District information
- Grades: Pre-kindergarten – 12
- Superintendent: Scott Cowart
- Accreditation(s): Southern Association of Colleges and Schools Georgia Accrediting Commission
- NCES District ID: 1300840

Students and staff
- Enrollment: 15,981 (2022–23)
- Faculty: 1,023.90 (FTE)
- Staff: 930.60 (FTE)
- Student–teacher ratio: 15.61

Other information
- Telephone: (770) 832-3568
- Website: carrollcountyschools.com

= Carroll County School District (Georgia) =

School district in Georgia, United States

The Carroll County School System is a public school district in Carroll County, Georgia, United States, based in Carrollton.

It includes portions of Carroll County not within the city limits of Carrollton, nor those of Bremen.

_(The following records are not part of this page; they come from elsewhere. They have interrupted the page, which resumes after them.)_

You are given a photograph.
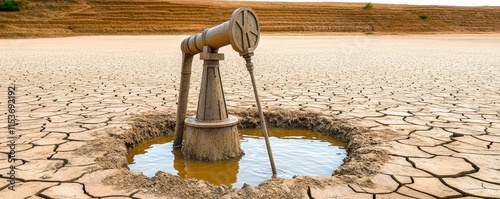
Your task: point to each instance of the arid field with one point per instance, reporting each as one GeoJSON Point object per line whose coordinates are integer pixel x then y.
{"type": "Point", "coordinates": [417, 101]}
{"type": "Point", "coordinates": [54, 18]}
{"type": "Point", "coordinates": [420, 114]}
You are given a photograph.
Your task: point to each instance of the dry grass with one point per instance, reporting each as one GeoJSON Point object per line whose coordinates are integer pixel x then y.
{"type": "Point", "coordinates": [43, 18]}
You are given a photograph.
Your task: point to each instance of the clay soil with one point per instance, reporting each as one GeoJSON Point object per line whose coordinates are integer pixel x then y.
{"type": "Point", "coordinates": [41, 18]}
{"type": "Point", "coordinates": [365, 156]}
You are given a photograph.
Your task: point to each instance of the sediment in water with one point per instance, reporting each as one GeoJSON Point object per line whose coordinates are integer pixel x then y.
{"type": "Point", "coordinates": [365, 155]}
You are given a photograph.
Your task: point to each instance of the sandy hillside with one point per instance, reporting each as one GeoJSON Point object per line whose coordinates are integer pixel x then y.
{"type": "Point", "coordinates": [42, 18]}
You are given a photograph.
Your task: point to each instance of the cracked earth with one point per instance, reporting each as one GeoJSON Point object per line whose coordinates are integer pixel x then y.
{"type": "Point", "coordinates": [438, 95]}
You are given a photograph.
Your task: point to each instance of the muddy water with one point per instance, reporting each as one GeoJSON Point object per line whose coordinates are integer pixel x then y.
{"type": "Point", "coordinates": [296, 152]}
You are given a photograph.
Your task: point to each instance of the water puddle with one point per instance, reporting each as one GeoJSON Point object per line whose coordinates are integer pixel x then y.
{"type": "Point", "coordinates": [296, 152]}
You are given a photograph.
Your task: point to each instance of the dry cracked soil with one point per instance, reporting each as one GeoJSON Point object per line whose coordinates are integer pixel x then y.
{"type": "Point", "coordinates": [421, 114]}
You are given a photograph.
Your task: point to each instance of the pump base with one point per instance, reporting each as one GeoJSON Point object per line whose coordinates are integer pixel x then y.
{"type": "Point", "coordinates": [212, 141]}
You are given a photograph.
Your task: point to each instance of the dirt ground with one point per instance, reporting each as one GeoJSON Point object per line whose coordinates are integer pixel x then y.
{"type": "Point", "coordinates": [428, 105]}
{"type": "Point", "coordinates": [40, 18]}
{"type": "Point", "coordinates": [364, 160]}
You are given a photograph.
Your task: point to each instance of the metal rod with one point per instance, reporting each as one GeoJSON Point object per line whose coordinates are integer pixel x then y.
{"type": "Point", "coordinates": [187, 60]}
{"type": "Point", "coordinates": [249, 65]}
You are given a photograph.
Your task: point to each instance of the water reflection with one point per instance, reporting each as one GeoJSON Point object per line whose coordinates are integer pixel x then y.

It serves the communities of Bowdon, two thirds of unincorporated Bremen, Mount Zion, Roopville, Temple, Villa Rica, and Whitesburg.

==History==

===Drug testing===
In 2015 the district announced that it will begin randomly drug test students at its high schools; students may be drug tested if they participate in extracurricular programs, including athletic and non-athletic ones, and persons who drive automobiles to school.

==Controversies==
===Superintendent hiring practices controversy===
In 2022, the school board voted to renew the contract of superintendent Scott Cowart, however, this vote was divided with three of the seven board members voting against, citing a lack of diversity and equity in hiring practices by Cowart and his failure to give due notice to the board of his intention to renew his contract. Cowart has served as superintendent since 2010.

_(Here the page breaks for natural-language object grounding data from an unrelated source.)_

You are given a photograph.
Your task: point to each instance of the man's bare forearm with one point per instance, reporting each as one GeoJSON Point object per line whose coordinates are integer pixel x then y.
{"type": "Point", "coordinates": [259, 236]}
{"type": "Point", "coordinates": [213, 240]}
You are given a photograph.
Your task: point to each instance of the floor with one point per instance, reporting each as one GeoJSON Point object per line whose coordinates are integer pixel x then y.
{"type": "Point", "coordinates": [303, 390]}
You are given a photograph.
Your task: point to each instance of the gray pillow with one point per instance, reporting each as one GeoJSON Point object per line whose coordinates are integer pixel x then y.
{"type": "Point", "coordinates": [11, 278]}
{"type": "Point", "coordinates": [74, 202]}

===Unreserved fund balance===
A candidate for the school board accused the district of maintaining an unreserved fund balance in excess beyond standards set by state law. Candidate Bill Kecskes claimed from personal research that the board maintained a $46,107,371 UFB: 31.28% of the 2022 fiscal year operating budget of $147,405,087. Kecskes also referred to OCGA 20-2-167(a)5 which sets target unreserved fund balances for school boards at "not less than 12-14% of annual operating expenditures for the subsequent fiscal year budget, not to exceed 15% of the total budget of the subsequent school year". The superintendent denied the claims made by Kecskes and stated the numbers were only targets as opposed to legal mandates.

==Schools==
The Carroll County School District has twelve elementary schools, six middle schools, and five high schools.

===Elementary schools===
- Bowdon Elementary School
- Central Elementary School
- Glanton-Hindsman Elementary School
- Ithica Elementary School
- Mount Zion Elementary School
- Providence Elementary School
- Roopville Elementary School
- Sand Hill Elementary School
- Sharp Creek Elementary School
- Temple Elementary School
- Villa Rica Elementary School
- Whitesburg Elementary School

===Middle schools===
- Bay Springs Middle School
- Bowdon Middle School
- Central Middle School
- Mount Zion Middle School
- Temple Middle School
- Villa Rica Middle School

===High schools===
- Bowdon High School
- Central High School
- Mount Zion High School
- Temple High School
- Villa Rica High School

== Performing Arts Center ==
The Carroll County Schools Performing Arts Center was opened in 2017 to accommodate various needs of the school district. Designed as a music hall, the school system claims the venue as "the most acoustically calibrated facility in the western portion of Georgia". The auditorium can seat up to 1,100 people and hosts multiple side rooms for district staff meetings and exhibitions.